Vardo Rumessen (1942) graduated from Prof Bruno Lukk and Eugen Kelder’s piano faculty at Tallinn Conservatory in 1971. Today he is one of the best known performers and promoters of Estonian piano music. Rumessen, who has frequently performed abroad – in Sweden, Norway, Iceland, Canada, the USA, Turkey, and Australia.
Rumessen has recorded piano and chamber music by Rudolf Tobias, Mart Saar, Heino Eller, Eduard Oja and Eduard Tubin. Vardo Rumessen is recognized as a master performer of Eduard Tubin’s piano music. He recorded a set of 3 CDs with piano music by Eduard Tubin for the Swedish company BIS in 1988. Rumessen was a personal friend of Tubin and had the opportunity to discuss the composer’s intentions in depth. Eduard Tubin has to a high degree authorized Vardo Rumessen’s interpretations of his music. Rumessen performed the American première of Tubin’s Piano Concertino in 1993 with the Longview Symphony Orchestra. Rumessen has performed works by Beethoven, Franck, Tobias and Tubin for piano and orchestra with the Estonian and Göteborg Symphony Orchestras, conducted by the late Peeter Lilje and Neeme Järvi. He has also performed frequently in ensemble with numerous singers, violinists, cellists, string quartets and other musicians.

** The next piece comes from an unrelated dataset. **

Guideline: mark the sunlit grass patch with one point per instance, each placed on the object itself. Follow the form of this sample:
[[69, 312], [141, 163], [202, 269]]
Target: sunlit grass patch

Although Rumessen has achieved his success mainly as a performer of Estonian classical music, he has performed a lot of music from other parts of the world. His largest undertakings have been such as the complete Bach’s The Well-Tempered Clavier I, Scriabin’s 10 sonatas, Chopin’s 27 etudes, Rachmaninov’s 15 études-tableaux, etc.
Rumessen is not only the foremost performer of Estonian piano music but also a musicologist with a vast knowledge of Estonian music. He has published a lot of Estonian music, by R Tobias, M Saar, E Oja and H Eller, which have naturally found a place in Rumessen’s repertoire as both soloist and ensemble player. Among other works he restored and published R Tobias’s oratorio Jonah’s Mission. In addition, Rumessen has written many articles and has served as an editor of several books about R Tobias, M Saar, A Kapp, E Oja, E Tubin and others.